After the crash site was located by a CBS News helicopter piloted by Bob Tur, investigators from the National Transportation Safety Board (NTSB) were joined by the Federal Bureau of Investigation (FBI). According to his biography Highest Duty, now USAirways pilot Capt. Chesley "Sully" Sullenberger, who successfully landed US Airways Flight 1549 in the Hudson River was an on-scene investigator of the crash in his early years as a pilot. Sullenberger was chosen because he was a volunteer with the Air Line Pilots Association safety committee. After two days of digging through what was left of the plane, they found the parts of a handgun containing six spent cartridge cases and the note on the airsickness bag written by Burke, indicating he may have been responsible for the crash. FBI investigators were able to lift a print from a fragment of finger stuck in the pistol's trigger guard, which positively identified Burke as holding the weapon when the aircraft crashed. In addition to the evidence uncovered at the crash site, other factors surfaced: Burke's co-worker admitted to having lent him the gun and Burke had also left a farewell message on his girlfriend's answering machine.[11]
The perpetrator, David Burke, was born May 18, 1952 to Jamaican parents living in Britain. Burke later emigrated to the United States with his parents. He had previously worked for an airline in Rochester, New York, where he was a suspect in a drug-smuggling ring that was bringing cocaine from Jamaica to Rochester via the airline. He was never officially charged and reportedly relocated to Los Angeles to avoid future suspicions.[3][11] Some former girlfriends, neighbors, and law enforcement officials described him as a violent man before Flight 1771.[12] He had seven children, but never married.[3]

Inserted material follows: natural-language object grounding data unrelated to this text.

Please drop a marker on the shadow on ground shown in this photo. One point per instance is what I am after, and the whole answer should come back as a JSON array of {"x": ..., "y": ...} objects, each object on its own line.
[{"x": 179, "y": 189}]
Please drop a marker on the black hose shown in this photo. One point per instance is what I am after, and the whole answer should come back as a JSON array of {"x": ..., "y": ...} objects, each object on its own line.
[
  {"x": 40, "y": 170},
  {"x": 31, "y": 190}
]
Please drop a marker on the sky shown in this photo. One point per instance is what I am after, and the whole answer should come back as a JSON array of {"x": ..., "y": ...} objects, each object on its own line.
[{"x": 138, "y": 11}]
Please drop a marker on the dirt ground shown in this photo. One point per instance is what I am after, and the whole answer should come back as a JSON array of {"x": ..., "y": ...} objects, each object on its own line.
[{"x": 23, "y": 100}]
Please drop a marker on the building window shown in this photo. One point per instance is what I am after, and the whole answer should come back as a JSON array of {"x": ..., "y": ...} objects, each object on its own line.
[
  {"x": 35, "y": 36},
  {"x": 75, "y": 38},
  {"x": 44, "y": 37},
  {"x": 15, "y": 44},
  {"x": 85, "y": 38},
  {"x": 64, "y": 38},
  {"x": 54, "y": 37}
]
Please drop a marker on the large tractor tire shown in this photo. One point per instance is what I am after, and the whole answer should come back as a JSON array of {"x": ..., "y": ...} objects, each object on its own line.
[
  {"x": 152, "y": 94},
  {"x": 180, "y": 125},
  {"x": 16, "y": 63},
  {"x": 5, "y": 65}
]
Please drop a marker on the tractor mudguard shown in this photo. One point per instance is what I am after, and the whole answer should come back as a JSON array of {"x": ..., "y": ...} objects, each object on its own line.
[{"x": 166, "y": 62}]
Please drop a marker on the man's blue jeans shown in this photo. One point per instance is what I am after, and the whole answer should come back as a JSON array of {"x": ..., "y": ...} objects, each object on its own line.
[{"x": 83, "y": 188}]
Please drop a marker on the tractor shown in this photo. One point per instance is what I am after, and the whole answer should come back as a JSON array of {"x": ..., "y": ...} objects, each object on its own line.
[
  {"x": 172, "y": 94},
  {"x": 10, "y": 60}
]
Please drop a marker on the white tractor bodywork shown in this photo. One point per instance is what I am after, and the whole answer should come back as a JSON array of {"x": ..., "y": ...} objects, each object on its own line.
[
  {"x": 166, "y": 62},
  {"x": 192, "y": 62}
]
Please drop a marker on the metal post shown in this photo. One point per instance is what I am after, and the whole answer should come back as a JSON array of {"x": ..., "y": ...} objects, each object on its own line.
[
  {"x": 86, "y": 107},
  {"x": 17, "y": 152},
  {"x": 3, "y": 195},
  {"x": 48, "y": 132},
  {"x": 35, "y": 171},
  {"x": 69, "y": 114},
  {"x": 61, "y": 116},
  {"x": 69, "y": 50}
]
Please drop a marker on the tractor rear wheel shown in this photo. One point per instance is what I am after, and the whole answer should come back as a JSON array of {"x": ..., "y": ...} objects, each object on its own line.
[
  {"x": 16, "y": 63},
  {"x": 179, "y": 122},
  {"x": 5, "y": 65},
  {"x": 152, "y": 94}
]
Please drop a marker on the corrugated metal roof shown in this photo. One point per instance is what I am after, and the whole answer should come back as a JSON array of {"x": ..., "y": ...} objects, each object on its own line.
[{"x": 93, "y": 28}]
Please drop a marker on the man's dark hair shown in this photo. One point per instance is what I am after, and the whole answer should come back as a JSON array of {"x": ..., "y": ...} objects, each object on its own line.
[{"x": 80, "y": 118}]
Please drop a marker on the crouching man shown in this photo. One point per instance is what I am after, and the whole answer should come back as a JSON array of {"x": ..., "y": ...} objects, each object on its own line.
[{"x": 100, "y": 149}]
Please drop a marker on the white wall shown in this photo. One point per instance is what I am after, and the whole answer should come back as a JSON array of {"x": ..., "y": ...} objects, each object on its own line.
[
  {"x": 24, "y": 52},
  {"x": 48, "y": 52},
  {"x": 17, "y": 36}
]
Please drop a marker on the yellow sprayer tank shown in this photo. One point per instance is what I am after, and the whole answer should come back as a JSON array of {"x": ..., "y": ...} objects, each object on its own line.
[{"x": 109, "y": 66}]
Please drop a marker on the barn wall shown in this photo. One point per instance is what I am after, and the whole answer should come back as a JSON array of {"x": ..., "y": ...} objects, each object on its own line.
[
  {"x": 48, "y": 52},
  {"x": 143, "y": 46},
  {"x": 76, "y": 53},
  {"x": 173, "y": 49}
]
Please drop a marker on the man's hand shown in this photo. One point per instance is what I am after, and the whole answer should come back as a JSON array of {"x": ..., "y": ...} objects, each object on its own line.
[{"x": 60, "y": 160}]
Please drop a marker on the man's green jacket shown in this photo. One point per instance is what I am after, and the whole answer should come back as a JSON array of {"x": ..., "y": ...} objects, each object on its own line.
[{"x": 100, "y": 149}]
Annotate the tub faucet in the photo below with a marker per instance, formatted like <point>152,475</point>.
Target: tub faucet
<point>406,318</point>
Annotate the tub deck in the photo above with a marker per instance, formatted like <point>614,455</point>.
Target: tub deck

Several federal laws were passed after the crash, including a law that required "immediate seizure of all airline employee credentials" after an employee's termination from an airline position.[13] A policy was also put into place stipulating that all airline flight crew were to be subject to the same security measures as passengers.[14]
The crash killed three managers and the president of Chevron USA, James R. Sylla, along with three officials of Pacific Bell, which prompted many large corporations to create or revise policies that would forbid group travel by executives on the same flight.[15]
An episode of the TV series Mayday (aka Air Crash Investigation, Air Emergency, or Air Disasters) featured this incident. The episode is titled I'm The Problem; the United Kingdom version of the program (Air Crash Investigation) is titled Murder on Board.[9]